By passively monitoring such a space and seeing who travels it, researchers may be able to detect spam as it occurs. When combined with other validation checks, honey-pot accounts may help shut down spammers within minutes of their first spam.
By luring spam texts to fake accounts, researchers may be able to detect spam as it occurs.
Researching new anti-spam efforts will be, by necessity, an ongoing effort. Spammers themselves are evolving their methods to react to improved defenses, finding ways to get around filters and per-day message limits, and learning also to conceal their phone numbers. Spammers in countries with tight daily traffic limits now use malware to turn phones into spam-sending bots, a pattern that is expected to migrate to North America as North America tightens its defenses against prepaid message spam.
But as spammers change their patterns, they are creating new ones. Discovering these new patterns will required researchers to re-jigger their algorithms, utilize new pieces of information, and learn how to correlate information in new ways. The depth and breadth of information available in the network provides researchers with the best chance to do so.
Facts about spam-texting
Estimated spam texts in 2011: 2.5 billion
Spam traffic can contribute more than 20 times the volume of normal texting traffic at some cell towers.
Text spam is illegal (Telephone Consumer Protection Act, 1991, amended 2005).
How to report spam texts
If your carrier supports the free 7726 service (AT&T and many major carriers do):
1. Note the spammer’s short code or 10-digit phone.
2. Forward the spam text to short code 7726 (spells “SPAM”).
3. Upon receiving a 7726 confirmation text, reply by inserting the spammer’s number or short code. This returns another confirmation.

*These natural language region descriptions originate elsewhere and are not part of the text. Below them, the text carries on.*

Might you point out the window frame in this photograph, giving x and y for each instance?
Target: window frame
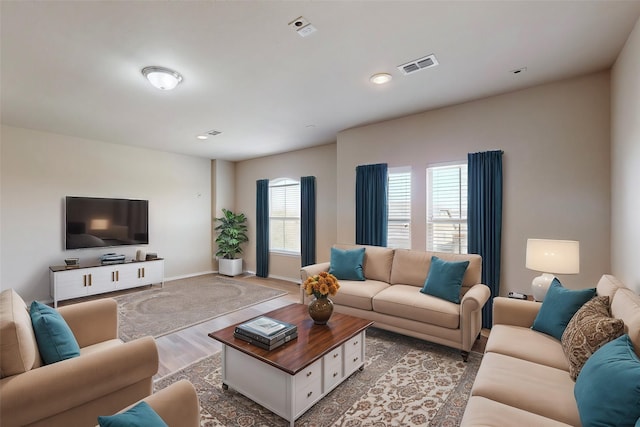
(284, 182)
(461, 247)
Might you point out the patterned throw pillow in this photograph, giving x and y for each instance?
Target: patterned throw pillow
(589, 329)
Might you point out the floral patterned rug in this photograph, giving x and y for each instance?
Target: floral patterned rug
(405, 382)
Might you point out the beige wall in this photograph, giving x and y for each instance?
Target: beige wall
(222, 196)
(625, 162)
(39, 169)
(555, 139)
(319, 162)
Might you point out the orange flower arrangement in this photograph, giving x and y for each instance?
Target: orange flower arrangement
(321, 285)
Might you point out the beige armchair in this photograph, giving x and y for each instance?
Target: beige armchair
(177, 405)
(107, 376)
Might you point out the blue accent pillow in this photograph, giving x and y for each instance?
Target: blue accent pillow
(53, 336)
(347, 264)
(607, 390)
(140, 415)
(444, 279)
(558, 307)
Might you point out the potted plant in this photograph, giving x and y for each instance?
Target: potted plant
(232, 232)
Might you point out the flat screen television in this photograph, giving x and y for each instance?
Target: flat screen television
(92, 222)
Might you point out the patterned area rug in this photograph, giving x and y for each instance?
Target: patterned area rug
(182, 303)
(405, 382)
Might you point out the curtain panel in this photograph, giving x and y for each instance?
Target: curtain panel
(485, 220)
(371, 204)
(307, 220)
(262, 228)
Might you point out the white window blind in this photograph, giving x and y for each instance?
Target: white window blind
(399, 216)
(284, 215)
(447, 208)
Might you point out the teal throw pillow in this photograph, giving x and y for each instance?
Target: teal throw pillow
(444, 279)
(347, 264)
(53, 336)
(607, 390)
(140, 415)
(558, 307)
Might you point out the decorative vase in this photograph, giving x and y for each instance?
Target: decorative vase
(320, 310)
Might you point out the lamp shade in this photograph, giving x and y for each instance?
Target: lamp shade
(553, 256)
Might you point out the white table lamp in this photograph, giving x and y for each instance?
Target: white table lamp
(551, 256)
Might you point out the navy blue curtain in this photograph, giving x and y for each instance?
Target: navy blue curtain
(485, 220)
(308, 220)
(371, 204)
(262, 228)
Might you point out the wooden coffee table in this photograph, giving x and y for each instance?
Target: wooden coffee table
(290, 379)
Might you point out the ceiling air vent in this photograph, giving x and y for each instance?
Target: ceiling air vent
(418, 64)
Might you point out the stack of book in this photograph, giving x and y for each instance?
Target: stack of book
(266, 332)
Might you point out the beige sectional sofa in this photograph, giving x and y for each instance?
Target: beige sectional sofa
(107, 376)
(390, 296)
(524, 378)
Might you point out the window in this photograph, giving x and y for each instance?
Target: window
(447, 208)
(284, 215)
(399, 216)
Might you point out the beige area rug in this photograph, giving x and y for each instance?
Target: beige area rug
(186, 302)
(406, 382)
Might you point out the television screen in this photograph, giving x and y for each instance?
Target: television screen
(101, 222)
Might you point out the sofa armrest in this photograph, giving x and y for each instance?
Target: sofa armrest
(510, 311)
(308, 271)
(93, 321)
(177, 404)
(55, 388)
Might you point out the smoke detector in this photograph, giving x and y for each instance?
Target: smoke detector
(418, 64)
(302, 26)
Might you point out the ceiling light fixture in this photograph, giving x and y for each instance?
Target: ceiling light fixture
(162, 78)
(380, 78)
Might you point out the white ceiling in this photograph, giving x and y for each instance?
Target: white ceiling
(73, 67)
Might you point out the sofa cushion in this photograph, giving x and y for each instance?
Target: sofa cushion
(377, 261)
(407, 302)
(589, 329)
(54, 337)
(411, 267)
(18, 348)
(625, 305)
(558, 307)
(481, 411)
(358, 294)
(527, 344)
(139, 415)
(607, 390)
(347, 264)
(445, 279)
(529, 386)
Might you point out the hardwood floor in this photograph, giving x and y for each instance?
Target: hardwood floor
(184, 347)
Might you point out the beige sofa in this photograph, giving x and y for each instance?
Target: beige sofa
(390, 296)
(107, 376)
(524, 376)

Your privacy is maintained; all complaints are forwarded to a messaging security company under contract with the carriers, where the spam is verified and the respective telecoms notified.
What NOT to do
Do not click on embedded links, even those labeled “stop receiving spam” or something similar. Responding in any way verifies that you have a working (and re-sellable) phone number.
About the researchers
Yu Jin is a Senior Member of Technical Staff in the Analysis & Optimization department at AT&T Labs. Yu Jin received his PhD degree from the Department of Computer Science & Engineering at the University of Minnesota, Twin Cities in 2010. Yu Jin’s research work is data-oriented, involving analysis of massive network data for a wide range of applications, such as network profiling, measurement and anomaly detection. Yu Jin’s work has been published in many journals and conferences, including MobiSys, SIGMETRICS, CoNEXT, TKDD, ICNP and INFOCOM, etc.

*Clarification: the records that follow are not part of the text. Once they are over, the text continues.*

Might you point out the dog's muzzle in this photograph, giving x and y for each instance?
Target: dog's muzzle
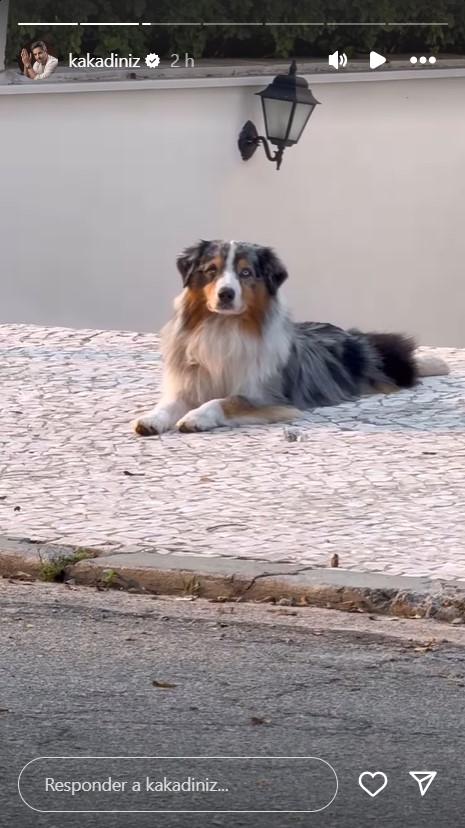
(226, 298)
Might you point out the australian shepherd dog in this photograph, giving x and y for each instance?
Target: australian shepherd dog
(233, 356)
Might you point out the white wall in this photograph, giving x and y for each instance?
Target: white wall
(99, 192)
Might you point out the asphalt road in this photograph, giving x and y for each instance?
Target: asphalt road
(77, 673)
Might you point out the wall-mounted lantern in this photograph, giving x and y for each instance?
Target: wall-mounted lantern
(287, 105)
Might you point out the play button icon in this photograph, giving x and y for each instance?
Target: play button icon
(376, 60)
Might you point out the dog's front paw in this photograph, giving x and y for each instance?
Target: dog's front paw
(200, 419)
(150, 424)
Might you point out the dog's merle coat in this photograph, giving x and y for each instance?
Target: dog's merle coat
(233, 355)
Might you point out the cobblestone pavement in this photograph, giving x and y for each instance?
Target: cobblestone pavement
(380, 482)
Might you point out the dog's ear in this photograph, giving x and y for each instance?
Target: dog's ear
(189, 260)
(271, 269)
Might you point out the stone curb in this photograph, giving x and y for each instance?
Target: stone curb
(230, 579)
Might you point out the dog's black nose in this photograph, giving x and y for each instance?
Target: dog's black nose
(226, 295)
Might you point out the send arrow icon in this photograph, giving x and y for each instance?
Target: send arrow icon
(424, 779)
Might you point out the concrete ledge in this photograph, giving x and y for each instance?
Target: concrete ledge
(228, 579)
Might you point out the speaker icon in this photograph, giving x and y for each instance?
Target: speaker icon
(337, 60)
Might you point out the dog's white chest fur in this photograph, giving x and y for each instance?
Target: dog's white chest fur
(222, 359)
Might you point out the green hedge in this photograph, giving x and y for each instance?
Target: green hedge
(240, 42)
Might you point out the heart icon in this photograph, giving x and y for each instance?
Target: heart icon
(381, 783)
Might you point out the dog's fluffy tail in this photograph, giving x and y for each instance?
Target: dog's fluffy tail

Ann Skudlark is a Director in the Analysis & Optimization department at AT&T Labs. During her tenure at AT&T Ann held positions in strategy and operations before joining AT&T Labs in the Consumer Lab in 1992. Ann’s interest is on systems and algorithms for risk management with a key focus on fraud detection – finding malicious needles in calling behavior haystacks.
Ann has published in the Journal of Information Technology, and in numerous conference proceedings including Mobisys, International Telecommunications Society, National Conference of Decision Science Institute, and INFORMS.

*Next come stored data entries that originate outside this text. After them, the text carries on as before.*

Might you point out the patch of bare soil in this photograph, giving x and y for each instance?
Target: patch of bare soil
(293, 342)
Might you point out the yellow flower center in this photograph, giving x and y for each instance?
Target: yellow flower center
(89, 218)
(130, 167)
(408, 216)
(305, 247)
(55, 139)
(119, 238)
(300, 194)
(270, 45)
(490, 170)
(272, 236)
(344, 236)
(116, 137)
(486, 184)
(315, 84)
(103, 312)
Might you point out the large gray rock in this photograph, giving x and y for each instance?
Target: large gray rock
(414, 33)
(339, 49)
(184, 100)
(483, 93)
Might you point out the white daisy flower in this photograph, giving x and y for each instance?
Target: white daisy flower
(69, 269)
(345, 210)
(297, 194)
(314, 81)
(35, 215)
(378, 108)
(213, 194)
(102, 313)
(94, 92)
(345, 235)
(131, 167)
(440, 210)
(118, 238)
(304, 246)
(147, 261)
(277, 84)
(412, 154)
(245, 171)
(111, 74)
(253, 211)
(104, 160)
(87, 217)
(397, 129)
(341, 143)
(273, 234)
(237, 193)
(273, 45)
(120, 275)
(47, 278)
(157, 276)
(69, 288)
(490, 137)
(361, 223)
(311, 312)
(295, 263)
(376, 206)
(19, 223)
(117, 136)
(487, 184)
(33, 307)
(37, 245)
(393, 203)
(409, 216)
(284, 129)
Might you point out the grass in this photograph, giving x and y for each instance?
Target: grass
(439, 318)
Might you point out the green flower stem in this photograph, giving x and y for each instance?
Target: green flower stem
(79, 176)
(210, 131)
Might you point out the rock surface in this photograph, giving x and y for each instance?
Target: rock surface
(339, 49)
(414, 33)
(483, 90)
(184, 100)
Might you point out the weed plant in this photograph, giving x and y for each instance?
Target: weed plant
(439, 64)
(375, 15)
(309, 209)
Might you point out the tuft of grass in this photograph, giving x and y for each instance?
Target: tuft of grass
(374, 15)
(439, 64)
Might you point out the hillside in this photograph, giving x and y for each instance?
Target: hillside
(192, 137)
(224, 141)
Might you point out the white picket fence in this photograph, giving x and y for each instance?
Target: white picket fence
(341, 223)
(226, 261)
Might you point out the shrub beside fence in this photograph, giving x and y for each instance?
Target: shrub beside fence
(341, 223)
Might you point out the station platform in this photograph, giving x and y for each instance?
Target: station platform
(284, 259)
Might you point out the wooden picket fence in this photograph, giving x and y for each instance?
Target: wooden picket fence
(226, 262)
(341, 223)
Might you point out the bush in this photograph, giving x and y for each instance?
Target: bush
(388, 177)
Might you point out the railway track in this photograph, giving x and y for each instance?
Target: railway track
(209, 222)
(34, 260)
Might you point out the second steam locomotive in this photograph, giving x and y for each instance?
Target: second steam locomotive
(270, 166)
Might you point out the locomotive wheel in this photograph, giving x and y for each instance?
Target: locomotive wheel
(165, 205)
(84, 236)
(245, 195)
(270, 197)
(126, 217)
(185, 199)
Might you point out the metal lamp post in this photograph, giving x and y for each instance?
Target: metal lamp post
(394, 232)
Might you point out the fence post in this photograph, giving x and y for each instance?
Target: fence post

Ann is on the STEM Advisory Board for the NJ School Age Coalition.
Colin Goodall is Lead Member of Technical Staff and 13-year veteran in the Analysis & Optimization organization at AT&T Labs. Dr Goodall came to AT&T following faculty appointments at Princeton with John Tukey, at Columbia, and at Penn State Universities, where he worked in statistical computing and visualization, spatial and shape statistics. During this period, Colin helped to launch a technology company in the area of healthcare-outcomes that went to IPO.
Colin Goodall's areas of focus at AT&T include extensive and long-time use of call detail records for fraud and spam detection and usage analysis, and building re-usable toolkits for data analysis. He has been awarded several patents.